Vivid reconstruction of the student protests at Wits University in Johannesburg, South Africa. When the government decided to raise tuition fees in 2015, the students rose up, using the hashtag #FeesMustFall. Prominent protest leaders, including activist Shaeera Kalla, talk about how the initially peaceful demonstration was quashed when the university brought in the police.
Even before the planned hike in tuition fees, many of the students at Wits University lived below the poverty line. Thousands of students, many of whom are black, depend on the food bank for their daily sustenance. The #FeesMustFall movement not only aims at keeping education accessible to the under-privileged, but also at resolving the predicament for many of the university’s low-skilled employees, who work for minimal pay in miserable conditions.

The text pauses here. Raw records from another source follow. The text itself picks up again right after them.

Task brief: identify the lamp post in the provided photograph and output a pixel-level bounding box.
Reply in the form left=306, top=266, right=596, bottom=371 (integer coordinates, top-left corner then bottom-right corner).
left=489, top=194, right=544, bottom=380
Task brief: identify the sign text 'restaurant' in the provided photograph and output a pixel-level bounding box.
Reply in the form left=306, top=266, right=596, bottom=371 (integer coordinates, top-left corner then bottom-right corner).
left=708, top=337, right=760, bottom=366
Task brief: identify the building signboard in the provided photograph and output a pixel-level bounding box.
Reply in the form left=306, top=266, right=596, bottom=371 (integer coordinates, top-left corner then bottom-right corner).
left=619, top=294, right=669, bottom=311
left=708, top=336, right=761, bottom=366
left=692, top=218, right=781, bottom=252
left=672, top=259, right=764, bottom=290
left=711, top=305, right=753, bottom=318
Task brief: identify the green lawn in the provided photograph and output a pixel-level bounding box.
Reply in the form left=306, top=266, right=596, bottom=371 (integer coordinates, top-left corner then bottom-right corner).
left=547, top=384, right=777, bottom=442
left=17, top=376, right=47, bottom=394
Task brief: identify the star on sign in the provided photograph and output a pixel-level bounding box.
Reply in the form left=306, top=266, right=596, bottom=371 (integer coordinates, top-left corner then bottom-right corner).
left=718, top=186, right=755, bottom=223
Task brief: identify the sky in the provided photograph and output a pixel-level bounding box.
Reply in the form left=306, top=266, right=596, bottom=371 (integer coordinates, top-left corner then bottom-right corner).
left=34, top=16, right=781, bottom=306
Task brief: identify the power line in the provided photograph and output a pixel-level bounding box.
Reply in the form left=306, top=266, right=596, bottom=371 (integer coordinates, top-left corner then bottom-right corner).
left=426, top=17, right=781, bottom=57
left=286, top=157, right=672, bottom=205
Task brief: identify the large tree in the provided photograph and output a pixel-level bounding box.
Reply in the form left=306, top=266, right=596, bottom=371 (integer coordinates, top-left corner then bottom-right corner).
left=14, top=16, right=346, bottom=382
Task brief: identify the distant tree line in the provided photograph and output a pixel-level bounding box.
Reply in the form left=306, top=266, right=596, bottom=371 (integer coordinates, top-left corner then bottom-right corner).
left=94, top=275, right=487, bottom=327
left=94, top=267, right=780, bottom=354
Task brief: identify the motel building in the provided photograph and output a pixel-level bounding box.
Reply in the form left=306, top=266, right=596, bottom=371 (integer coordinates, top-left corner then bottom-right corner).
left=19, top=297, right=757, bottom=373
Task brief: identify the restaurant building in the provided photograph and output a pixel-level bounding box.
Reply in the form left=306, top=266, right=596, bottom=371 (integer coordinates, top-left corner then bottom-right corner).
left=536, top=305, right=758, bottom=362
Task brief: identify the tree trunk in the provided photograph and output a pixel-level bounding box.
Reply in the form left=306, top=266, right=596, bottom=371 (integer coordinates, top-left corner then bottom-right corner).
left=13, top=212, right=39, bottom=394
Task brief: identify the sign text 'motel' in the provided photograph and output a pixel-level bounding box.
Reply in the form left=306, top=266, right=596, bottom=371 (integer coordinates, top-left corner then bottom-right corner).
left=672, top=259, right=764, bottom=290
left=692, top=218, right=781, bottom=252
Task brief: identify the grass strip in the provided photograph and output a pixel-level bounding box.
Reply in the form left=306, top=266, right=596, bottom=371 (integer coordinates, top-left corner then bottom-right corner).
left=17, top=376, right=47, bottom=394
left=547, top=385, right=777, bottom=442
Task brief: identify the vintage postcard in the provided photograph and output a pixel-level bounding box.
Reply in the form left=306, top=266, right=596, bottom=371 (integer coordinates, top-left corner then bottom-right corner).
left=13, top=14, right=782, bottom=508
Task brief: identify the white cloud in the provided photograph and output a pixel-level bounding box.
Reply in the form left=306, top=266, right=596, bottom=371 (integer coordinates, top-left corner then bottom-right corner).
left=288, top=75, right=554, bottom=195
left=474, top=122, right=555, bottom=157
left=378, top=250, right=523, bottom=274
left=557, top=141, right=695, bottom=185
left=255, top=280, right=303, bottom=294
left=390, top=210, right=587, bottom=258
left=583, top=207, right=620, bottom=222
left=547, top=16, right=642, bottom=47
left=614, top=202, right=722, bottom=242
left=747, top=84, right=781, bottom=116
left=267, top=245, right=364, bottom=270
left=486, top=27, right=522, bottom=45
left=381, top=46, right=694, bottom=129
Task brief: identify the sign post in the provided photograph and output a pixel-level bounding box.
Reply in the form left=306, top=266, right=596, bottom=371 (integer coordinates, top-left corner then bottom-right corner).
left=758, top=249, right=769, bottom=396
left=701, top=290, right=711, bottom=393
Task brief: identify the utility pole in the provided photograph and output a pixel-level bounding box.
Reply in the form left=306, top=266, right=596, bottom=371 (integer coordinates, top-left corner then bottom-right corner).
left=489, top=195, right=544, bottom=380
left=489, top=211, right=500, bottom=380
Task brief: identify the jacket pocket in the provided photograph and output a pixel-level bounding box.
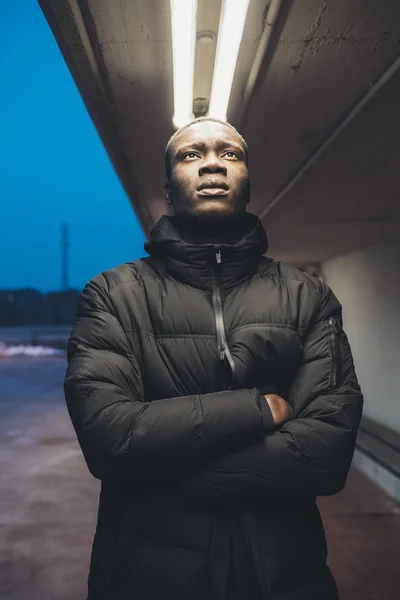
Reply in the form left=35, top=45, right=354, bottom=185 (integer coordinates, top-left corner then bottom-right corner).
left=328, top=317, right=343, bottom=388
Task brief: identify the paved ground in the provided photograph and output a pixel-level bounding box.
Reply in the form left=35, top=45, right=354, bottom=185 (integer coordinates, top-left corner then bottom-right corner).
left=0, top=358, right=400, bottom=600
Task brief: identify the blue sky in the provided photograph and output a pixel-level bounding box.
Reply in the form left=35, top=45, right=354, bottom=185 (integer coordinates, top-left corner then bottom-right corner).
left=0, top=0, right=145, bottom=292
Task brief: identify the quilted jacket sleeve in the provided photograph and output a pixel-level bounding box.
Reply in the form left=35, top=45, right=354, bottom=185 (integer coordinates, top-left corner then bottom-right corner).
left=64, top=275, right=265, bottom=483
left=182, top=284, right=363, bottom=506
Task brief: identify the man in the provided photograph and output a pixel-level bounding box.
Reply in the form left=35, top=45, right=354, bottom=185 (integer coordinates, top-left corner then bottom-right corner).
left=65, top=118, right=362, bottom=600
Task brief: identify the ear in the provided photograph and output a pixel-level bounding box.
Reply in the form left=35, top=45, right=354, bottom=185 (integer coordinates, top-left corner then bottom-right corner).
left=164, top=182, right=172, bottom=204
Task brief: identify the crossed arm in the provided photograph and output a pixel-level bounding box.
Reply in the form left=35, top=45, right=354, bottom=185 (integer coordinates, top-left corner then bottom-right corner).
left=65, top=276, right=363, bottom=506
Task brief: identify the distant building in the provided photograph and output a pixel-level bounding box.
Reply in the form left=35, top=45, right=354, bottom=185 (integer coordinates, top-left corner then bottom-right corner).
left=0, top=289, right=80, bottom=327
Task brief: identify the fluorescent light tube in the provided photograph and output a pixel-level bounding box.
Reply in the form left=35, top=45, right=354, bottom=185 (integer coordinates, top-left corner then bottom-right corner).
left=208, top=0, right=249, bottom=121
left=170, top=0, right=197, bottom=128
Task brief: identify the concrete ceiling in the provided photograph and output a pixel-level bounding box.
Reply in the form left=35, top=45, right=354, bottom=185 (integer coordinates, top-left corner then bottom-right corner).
left=39, top=0, right=400, bottom=265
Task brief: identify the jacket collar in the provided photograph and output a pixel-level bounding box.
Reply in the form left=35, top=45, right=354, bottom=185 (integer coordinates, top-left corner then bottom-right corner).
left=144, top=213, right=268, bottom=290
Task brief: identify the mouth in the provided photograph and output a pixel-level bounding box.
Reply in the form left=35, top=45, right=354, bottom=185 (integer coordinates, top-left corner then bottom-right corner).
left=197, top=177, right=229, bottom=196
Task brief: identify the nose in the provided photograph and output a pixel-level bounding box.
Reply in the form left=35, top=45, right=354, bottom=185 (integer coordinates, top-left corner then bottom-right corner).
left=199, top=153, right=227, bottom=175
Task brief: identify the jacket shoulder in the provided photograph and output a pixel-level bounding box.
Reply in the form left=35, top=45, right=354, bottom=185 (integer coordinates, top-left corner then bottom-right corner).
left=262, top=258, right=324, bottom=294
left=86, top=258, right=151, bottom=293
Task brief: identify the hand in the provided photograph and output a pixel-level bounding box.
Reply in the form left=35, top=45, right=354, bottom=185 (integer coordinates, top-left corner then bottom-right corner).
left=264, top=394, right=294, bottom=427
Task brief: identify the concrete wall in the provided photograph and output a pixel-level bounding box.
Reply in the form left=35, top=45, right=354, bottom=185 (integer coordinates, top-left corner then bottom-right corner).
left=322, top=234, right=400, bottom=433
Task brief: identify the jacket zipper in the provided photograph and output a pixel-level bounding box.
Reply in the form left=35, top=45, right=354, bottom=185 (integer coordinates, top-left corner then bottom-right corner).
left=328, top=317, right=342, bottom=387
left=212, top=246, right=235, bottom=389
left=213, top=246, right=264, bottom=589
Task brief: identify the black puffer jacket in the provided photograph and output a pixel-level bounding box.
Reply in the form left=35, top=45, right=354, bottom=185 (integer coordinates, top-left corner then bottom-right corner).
left=65, top=214, right=362, bottom=600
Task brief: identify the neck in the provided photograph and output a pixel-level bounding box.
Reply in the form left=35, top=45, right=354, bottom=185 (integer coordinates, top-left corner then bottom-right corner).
left=171, top=215, right=245, bottom=245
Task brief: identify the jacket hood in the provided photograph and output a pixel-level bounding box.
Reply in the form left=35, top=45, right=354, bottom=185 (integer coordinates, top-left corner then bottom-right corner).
left=144, top=213, right=268, bottom=289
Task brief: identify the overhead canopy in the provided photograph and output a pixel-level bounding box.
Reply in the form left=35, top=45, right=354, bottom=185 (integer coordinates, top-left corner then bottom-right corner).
left=39, top=0, right=400, bottom=265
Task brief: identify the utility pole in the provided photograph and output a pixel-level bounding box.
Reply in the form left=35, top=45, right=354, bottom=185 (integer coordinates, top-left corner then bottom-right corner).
left=61, top=223, right=69, bottom=290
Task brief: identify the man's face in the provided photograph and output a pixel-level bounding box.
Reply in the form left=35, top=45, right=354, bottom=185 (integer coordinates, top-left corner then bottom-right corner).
left=165, top=121, right=249, bottom=219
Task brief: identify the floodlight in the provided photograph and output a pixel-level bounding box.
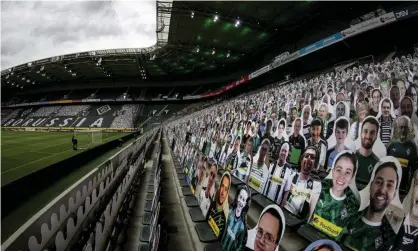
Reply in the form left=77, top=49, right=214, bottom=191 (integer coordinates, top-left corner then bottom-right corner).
left=235, top=19, right=240, bottom=27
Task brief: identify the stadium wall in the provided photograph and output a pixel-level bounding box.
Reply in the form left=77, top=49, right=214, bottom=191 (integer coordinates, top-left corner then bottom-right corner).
left=2, top=129, right=158, bottom=251
left=1, top=134, right=133, bottom=218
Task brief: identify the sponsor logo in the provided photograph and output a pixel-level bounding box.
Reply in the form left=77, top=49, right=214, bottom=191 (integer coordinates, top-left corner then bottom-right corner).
left=312, top=214, right=342, bottom=237
left=395, top=9, right=409, bottom=19
left=96, top=105, right=112, bottom=116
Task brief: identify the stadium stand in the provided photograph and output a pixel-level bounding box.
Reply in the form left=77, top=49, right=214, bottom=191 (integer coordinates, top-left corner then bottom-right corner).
left=1, top=1, right=418, bottom=251
left=166, top=49, right=418, bottom=250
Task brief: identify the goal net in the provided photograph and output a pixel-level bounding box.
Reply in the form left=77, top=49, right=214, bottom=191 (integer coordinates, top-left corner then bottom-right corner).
left=74, top=130, right=103, bottom=147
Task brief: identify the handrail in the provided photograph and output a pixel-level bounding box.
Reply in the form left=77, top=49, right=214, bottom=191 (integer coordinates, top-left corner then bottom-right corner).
left=2, top=130, right=155, bottom=251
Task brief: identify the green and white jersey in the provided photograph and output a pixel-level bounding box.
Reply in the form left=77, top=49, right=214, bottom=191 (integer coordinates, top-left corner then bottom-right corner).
left=284, top=173, right=321, bottom=218
left=248, top=160, right=269, bottom=193
left=309, top=179, right=360, bottom=240
left=221, top=209, right=247, bottom=251
left=263, top=161, right=293, bottom=205
left=356, top=150, right=379, bottom=185
left=344, top=209, right=395, bottom=251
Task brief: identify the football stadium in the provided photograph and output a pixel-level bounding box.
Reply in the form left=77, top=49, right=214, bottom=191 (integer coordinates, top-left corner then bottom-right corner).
left=1, top=1, right=418, bottom=251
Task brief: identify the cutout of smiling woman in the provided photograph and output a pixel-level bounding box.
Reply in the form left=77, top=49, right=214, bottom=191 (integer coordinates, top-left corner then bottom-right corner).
left=308, top=151, right=360, bottom=240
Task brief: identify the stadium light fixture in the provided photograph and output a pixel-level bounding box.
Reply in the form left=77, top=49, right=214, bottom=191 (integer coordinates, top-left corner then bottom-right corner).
left=235, top=19, right=241, bottom=27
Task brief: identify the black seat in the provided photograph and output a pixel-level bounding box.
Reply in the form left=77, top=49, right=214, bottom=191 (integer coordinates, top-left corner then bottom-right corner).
left=251, top=194, right=275, bottom=208
left=203, top=242, right=222, bottom=251
left=282, top=209, right=306, bottom=228
left=179, top=180, right=189, bottom=187
left=297, top=224, right=330, bottom=242
left=194, top=222, right=218, bottom=243
left=189, top=207, right=206, bottom=222
left=142, top=212, right=152, bottom=225
left=139, top=226, right=151, bottom=242
left=231, top=175, right=244, bottom=187
left=145, top=201, right=152, bottom=212
left=184, top=195, right=199, bottom=207
left=181, top=187, right=193, bottom=196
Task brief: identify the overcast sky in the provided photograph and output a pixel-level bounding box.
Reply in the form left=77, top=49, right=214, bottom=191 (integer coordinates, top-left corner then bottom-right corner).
left=1, top=1, right=156, bottom=70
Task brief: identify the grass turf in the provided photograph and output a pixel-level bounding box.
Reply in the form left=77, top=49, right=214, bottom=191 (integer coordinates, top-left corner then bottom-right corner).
left=1, top=131, right=126, bottom=186
left=1, top=131, right=132, bottom=243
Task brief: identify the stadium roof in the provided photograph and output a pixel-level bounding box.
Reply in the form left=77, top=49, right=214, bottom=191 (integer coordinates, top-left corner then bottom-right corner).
left=1, top=1, right=404, bottom=92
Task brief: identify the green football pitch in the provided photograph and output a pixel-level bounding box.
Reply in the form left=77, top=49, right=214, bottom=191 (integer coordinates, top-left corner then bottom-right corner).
left=1, top=131, right=132, bottom=243
left=1, top=131, right=126, bottom=186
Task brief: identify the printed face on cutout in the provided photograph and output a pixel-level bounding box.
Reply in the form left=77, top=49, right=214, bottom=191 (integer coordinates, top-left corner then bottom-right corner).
left=390, top=86, right=401, bottom=109
left=293, top=119, right=302, bottom=135
left=266, top=120, right=273, bottom=132
left=292, top=109, right=298, bottom=120
left=259, top=142, right=270, bottom=160
left=396, top=80, right=406, bottom=97
left=279, top=143, right=289, bottom=163
left=336, top=92, right=344, bottom=103
left=235, top=189, right=248, bottom=216
left=381, top=99, right=391, bottom=117
left=311, top=125, right=322, bottom=142
left=335, top=127, right=347, bottom=145
left=396, top=117, right=409, bottom=142
left=319, top=105, right=328, bottom=121
left=254, top=212, right=280, bottom=251
left=401, top=97, right=414, bottom=118
left=336, top=103, right=345, bottom=118
left=332, top=157, right=354, bottom=192
left=361, top=123, right=377, bottom=149
left=301, top=148, right=316, bottom=174
left=206, top=164, right=217, bottom=191
left=411, top=171, right=418, bottom=218
left=234, top=138, right=241, bottom=152
left=303, top=107, right=311, bottom=121
left=370, top=167, right=397, bottom=213
left=217, top=175, right=230, bottom=205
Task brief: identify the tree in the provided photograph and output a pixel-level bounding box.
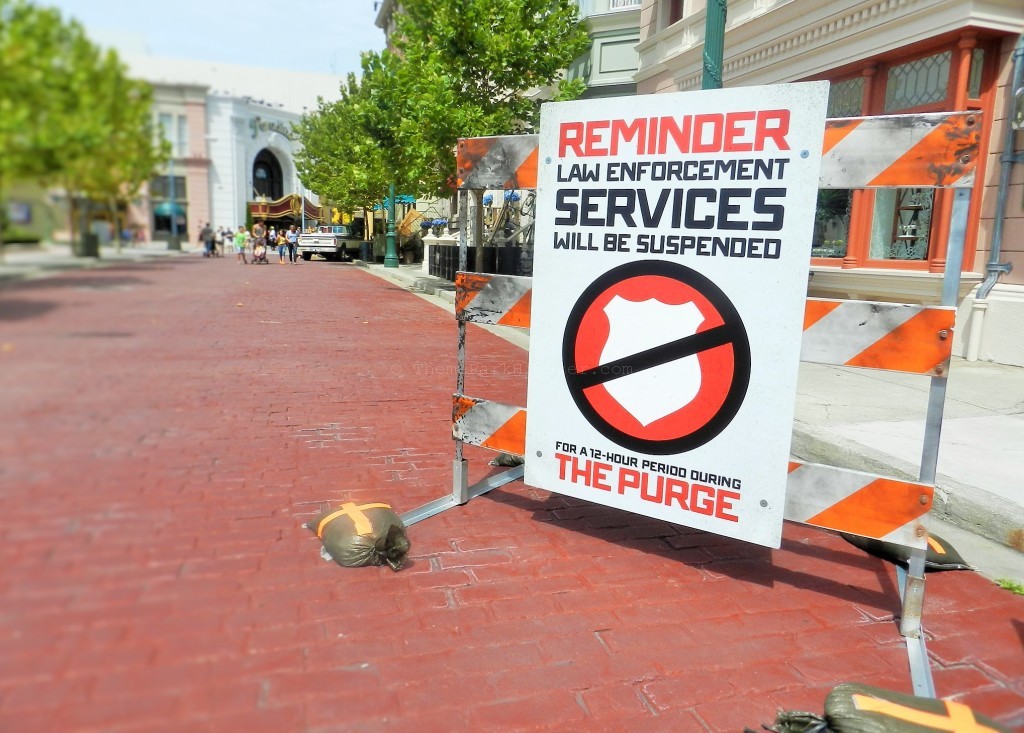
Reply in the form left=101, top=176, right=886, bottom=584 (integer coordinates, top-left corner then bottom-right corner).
left=73, top=51, right=171, bottom=248
left=393, top=0, right=590, bottom=193
left=0, top=0, right=77, bottom=261
left=297, top=0, right=589, bottom=205
left=0, top=0, right=167, bottom=257
left=295, top=51, right=398, bottom=211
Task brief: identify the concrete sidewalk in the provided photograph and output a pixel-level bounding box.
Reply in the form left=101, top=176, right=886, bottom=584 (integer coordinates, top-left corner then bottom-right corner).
left=0, top=242, right=198, bottom=283
left=369, top=264, right=1024, bottom=581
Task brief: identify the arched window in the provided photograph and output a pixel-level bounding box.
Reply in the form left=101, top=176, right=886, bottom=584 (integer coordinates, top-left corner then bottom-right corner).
left=253, top=147, right=285, bottom=201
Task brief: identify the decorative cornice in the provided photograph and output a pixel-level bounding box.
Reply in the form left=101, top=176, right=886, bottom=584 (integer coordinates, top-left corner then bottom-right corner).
left=634, top=0, right=1024, bottom=90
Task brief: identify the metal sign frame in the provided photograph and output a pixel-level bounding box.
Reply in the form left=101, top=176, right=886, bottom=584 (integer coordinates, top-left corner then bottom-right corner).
left=401, top=112, right=982, bottom=697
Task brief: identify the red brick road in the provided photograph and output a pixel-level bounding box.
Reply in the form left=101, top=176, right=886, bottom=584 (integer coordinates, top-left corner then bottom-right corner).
left=0, top=258, right=1024, bottom=733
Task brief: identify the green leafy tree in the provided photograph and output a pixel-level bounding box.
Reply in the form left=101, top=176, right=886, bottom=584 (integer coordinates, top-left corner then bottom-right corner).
left=0, top=0, right=167, bottom=257
left=74, top=51, right=171, bottom=248
left=296, top=0, right=589, bottom=205
left=0, top=0, right=85, bottom=259
left=295, top=51, right=417, bottom=212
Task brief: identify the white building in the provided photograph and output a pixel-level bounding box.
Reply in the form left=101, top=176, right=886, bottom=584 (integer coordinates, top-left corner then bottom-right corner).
left=122, top=53, right=341, bottom=242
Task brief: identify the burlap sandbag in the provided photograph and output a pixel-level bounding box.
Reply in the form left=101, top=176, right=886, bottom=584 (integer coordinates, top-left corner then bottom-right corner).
left=305, top=502, right=410, bottom=570
left=840, top=532, right=974, bottom=572
left=744, top=682, right=1011, bottom=733
left=825, top=682, right=1011, bottom=733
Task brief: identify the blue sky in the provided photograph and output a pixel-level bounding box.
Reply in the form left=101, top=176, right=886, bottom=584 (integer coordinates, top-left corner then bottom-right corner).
left=43, top=0, right=384, bottom=75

The movement soon goes viral and several other universities join the protests. Adam Habib, vice-chancellor of the university and former anti-apartheid activist, is initially willing to listen. But when he is unable to maintain order, he decides to bring 1,000 policemen to the campus, with disastrous consequences. Many students are arrested or injured, including Shaeera Kalla, who is hit by rubber bullets thirteen times. The students eventually manage to avert the increase in tuition fees, but the more encompassing struggle for a just and equal South Africa has not yet been won.
Everything Must Fall has been selected for the Activist competition and will be screened at Movies that Matter Festival 2019 (22-30 March, The Hague).